Ce qui occupe les esprits aujourd’hui ce n’est donc pas tellement le sort de Daech, dont heureusement tout le monde s’accorde à espérer la fin, mais celui du président syrien. Les récents événements ont quand même tendance à prouver que Bachar Al-Assad est l’une des personnes capables de lutter contre le terrorisme en Syrie actuellement, comme il l’a montré depuis plusieurs années, tandis que nous nous faisions des illusions sur une possible « Révolution syrienne » qui en réalité à très vite été récupérée par les terroristes. Les médias ont mis beaucoup de temps à admettre leur erreur, mais récemment un reportage de France 2 intitulé : Syrie : le grand aveuglement  a mis en exergue la tromperie.

Ainsi il apparaît très clairement plusieurs choses : c’est que bien entendu le peuple syrien avait des revendications sociales comme tout peuple aspirant à s’émanciper, et comme dans n’importe quel pays du monde. Il y a donc eu des manifestations, et des images montrent très clairement qu’on ne réclamait pas le départ du président, du moins pas partout. En revanche ce que France 2 a assumé et reconnu, c’est de n’avoir, en 2011, pas montré les manifestation monstres de soutien à Bachar al-Assad, à un point tel que celles lui étant opposées passaient pour de minuscules rassemblements. C’est à partir de là que l’on peut se rendre compte d’une part  oh combien Bachar est populaire en Syrie ( d’ailleurs les statistiques démontrent que parmi les millions de syriens ayant été forcés de se déplacer en Syrie, par peur des combats, la grande majorité a préféré trouver refuge dans les zones gouvernementales plutôt que dans les zones « rebelles ») et d’autre part à quel point les occidentaux ont facilité l’émergence d’une opposition armée.

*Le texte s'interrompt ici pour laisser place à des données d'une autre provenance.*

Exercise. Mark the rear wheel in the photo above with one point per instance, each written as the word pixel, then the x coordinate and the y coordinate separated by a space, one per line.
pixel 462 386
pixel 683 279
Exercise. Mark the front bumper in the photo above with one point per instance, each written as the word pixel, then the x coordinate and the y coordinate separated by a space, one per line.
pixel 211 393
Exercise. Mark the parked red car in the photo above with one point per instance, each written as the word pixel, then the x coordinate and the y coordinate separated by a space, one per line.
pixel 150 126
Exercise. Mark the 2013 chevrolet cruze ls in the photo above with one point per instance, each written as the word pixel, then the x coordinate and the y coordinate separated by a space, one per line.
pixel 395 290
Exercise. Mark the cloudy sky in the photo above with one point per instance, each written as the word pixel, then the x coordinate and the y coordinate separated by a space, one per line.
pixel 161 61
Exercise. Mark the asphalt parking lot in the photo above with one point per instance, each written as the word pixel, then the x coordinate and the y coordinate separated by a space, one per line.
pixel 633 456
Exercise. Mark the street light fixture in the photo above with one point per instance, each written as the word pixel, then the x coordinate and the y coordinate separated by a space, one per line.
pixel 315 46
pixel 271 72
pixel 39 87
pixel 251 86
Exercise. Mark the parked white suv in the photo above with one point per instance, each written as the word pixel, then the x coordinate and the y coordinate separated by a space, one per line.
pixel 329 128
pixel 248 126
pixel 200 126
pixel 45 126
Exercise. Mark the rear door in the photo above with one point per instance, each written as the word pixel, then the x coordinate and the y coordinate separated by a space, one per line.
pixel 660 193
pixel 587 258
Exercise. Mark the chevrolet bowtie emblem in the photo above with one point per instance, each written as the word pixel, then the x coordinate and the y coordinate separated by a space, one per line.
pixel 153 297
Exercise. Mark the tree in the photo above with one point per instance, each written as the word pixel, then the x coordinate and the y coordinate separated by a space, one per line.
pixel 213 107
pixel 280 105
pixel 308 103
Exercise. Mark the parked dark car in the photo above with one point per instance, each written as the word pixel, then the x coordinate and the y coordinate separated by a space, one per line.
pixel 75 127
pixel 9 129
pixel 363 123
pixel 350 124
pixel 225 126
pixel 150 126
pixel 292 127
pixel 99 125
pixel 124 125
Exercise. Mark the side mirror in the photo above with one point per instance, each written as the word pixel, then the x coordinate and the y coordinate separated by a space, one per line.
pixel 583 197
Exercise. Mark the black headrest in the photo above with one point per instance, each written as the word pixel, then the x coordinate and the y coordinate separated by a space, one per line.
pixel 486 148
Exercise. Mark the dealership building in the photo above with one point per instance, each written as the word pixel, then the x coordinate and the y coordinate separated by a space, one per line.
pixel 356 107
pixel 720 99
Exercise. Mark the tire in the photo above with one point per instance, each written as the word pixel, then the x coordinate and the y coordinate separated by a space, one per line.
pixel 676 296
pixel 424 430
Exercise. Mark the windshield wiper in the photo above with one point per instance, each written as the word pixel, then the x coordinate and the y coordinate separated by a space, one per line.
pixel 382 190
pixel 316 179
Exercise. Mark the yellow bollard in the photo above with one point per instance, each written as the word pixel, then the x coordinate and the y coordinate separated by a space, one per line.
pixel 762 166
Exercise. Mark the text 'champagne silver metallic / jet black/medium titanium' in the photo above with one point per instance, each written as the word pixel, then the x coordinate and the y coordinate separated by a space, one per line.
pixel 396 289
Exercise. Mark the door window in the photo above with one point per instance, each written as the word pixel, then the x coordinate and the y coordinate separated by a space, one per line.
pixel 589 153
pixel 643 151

Une opposition armée qui, quoi que l’on en dise ne peut être réellement modérée du moment qu’elle a des armes, d’ailleurs je serais curieux de voir comment réagirait la France si un groupe armée se déclarant modéré réclamait la chute du président ou bien si des pays étrangers favorisaient et armaient des groupes armés dans notre pays.

L’ingérence étrangère en Syrie afin de renverser le gouvernement n’est désormais plus un secret pour personne, mais les conséquences d’une telle déstabilisation pourrait être encore pire que prévu si les impérialistes continuaient à persévérer dans leur volonté de renverser le gouvernement. Quoiqu’on pense de la République Arabe syrienne, c’était sans aucun doute l’un des Etats les plus stables de la région, doté d’une Constitution mettant en point d’orgue la laïcité. Ceci permettant aux différents communautés, et aux différentes minorités de cohabiter ensemble : sunnites, chiites, alaouites, druzes, chrétiens, arabes, juifs, le pays était une aire de paix a contrario de tous les conflits qui embrasaient le Moyen-Orient.

Cette paix n’existe plus et la guerre menace désormais le Liban voisin où les tensions entre communautés ne cessent de s’aggraver, encouragées certes par certains prêches de fondamentalistes proche de Daech. D’ailleurs lorsque la guerre en Syrie est évoquée dans nos médias, il est souvent fait mention de l’Iran et de la Russie qui soutiennent le président, mais jamais ne sont évoqués les pays armant, et finançant les organisations terroristes qui parce qu’elles sont alliées de pays importants de par leur ressource pétrolières, ont le droit de participer aux négociations de paix. Or les différents reportages, y compris celui de France 2, le démontrent bien : il n’y a rien qui sépare ces groupes là de Daech au niveau idéologique, la seule différence étant leur évidente infériorité numérique et militaire.